Guest Post: Understanding Pet Food Labels

De-mystify the labeling on a lot of pet food – “natural,” “raw,” “human grade,” “FDA approved”
Karen Scoggins, My Perfect Pet

With so many products on the market all claiming to be the best, how does the average pet owner know whether the food they are purchasing for their pets is really healthy and safe? Knowing how terms are used on pet food labels and understanding the reality of what is actually going into our pet’s food is the first step in making healthier choices for our pets.

Understanding Terms:
“Natural” means the ingredient has not been chemically or synthetically altered, but should not be confused with unprocessed. Pet food may be highly processed and still be considered “natural”.

“Human Grade” is far superior to the “feed grade” found in most pet food. However, it too can be misleading. For example, restaurants often sell used grease and oils to pet food companies as “human grade” – technically correct but not what we are led to believe. “Human grade” ingredients may include leftovers after the “restaurant grade” portions have been removed. The source of the ingredient and the integrity of the company are key.

“Restaurant Grade” is a new term with no legal definition at this point; however, it refers to the quality of the ingredient as not only “human grade” but the same quality approved by FDA for grocery stores and restaurants.

“FDA approved” is relevant only when stated what it is approved for. “FDA approved” may refer the minimum standards have for pet food (NOT recommended for human consumption) or to the higher and more stringent standards set for restaurants or grocery stores.

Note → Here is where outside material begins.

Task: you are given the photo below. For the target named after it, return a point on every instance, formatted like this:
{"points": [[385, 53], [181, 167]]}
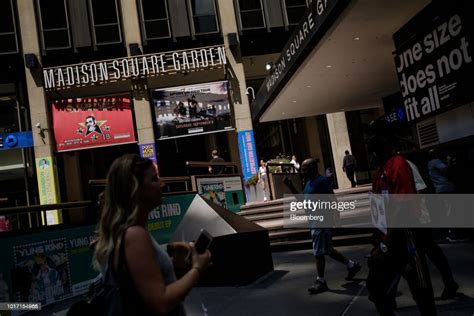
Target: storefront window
{"points": [[204, 16], [251, 14], [105, 22], [8, 115], [155, 21], [8, 42], [295, 10], [54, 25]]}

“Crude” levels are listed for protein and fat, which may be very different than what is actually digestible or usable by the pet. For example, grain based proteins may meet “crude” protein levels, but are poorly digested and may not contribute much in the way of actual nutrition or energy. “Crude fat” totals do not indicate the breakdown of fatty acids (omega-3 and others) critical for healthy skin and coat. Look for actual values or percentages as digested by the pet.

Foods to Watch Out For:
Avoid Preservatives – Known to cause immune deficiencies and cancers. Even if not listed on the label (sodium nitrite, BHA, BHT, ethoxyquin, Propylene Glycol, etc.) watch out for animals fats which are all highly preserved. Any product that claims to contain meat but can sit on the shelf for months without spoiling must contain preservatives.

Minimize Processed Foods – Every processing step reduces the nutritional value of the ingredient, and introduces risk of contamination. Processed foods are more difficult to digest and contribute to a variety of health issues including allergies, sensitive stomachs, etc. Watch for terms like “glutens”, “brewers”, “flours”, “hulls”, “pulp”, “meals” and “by-products”.
Generic terms like “flavors” or “colorings”, unsubstantiated nutritional claims, or long lists of added vitamins and minerals are good indicators that the food quality is lower.

Pet Food Choices:
Fresh is always better, for us and for our pets. Products that are 100% complete and balanced AND made from whole, fresh, high quality foods are more easily digested by our pets, more nutritionally complete, and should result in fewer health related trips to the vet, and a longer, healthier life for your pet.

Fresh Raw diets are typically all natural, and free from preservatives or processed foods, making them more nutritious and easier to digest. Raw diets require strict discipline by the pet owner to avoid cross contamination of the raw pet food with their own food or family members. The FDA warns of potential risks associated with handling and feeding of any raw meats, particularly in situations where the pet may come into contact with small children, elderly, or those with weakened immune systems.

Fresh Cooked diets are becoming more popular as an alternative to the raw. Fresh cooked diets offer the convenience of a fully cooked product – eliminating the handling issues associated with raw meats – while still being all natural, free from preservatives or processed food, and just as easy for the pet to digest. Look for foods cooked to minimum FDA cooking temperatures for safe handling.

Dehydrated and Refrigerated are recommended as the next best to fresh frozen.

Canned food is highly processed, but may not contain the high levels of preservatives found in dry food.

Dry food is the most highly processed and most highly preserved of the pet food choices – making it also the lowest cost.
There are many products to choose from within each category, and the key is to look for the best choices based on information available, and your overall budget for pet care. Lower prices may seem more attractive, but the price of pet food is only one component of the overall cost of pet care. Many health issues in pets today can be directly attributed to diet, and healthier diet choices today can reduce health related expenses in the future.

Out pets depend on us to make the best choices we can for them. Regardless of which type of food you select, making healthier food choices for them will contribute to a healthier and longer life for your pet.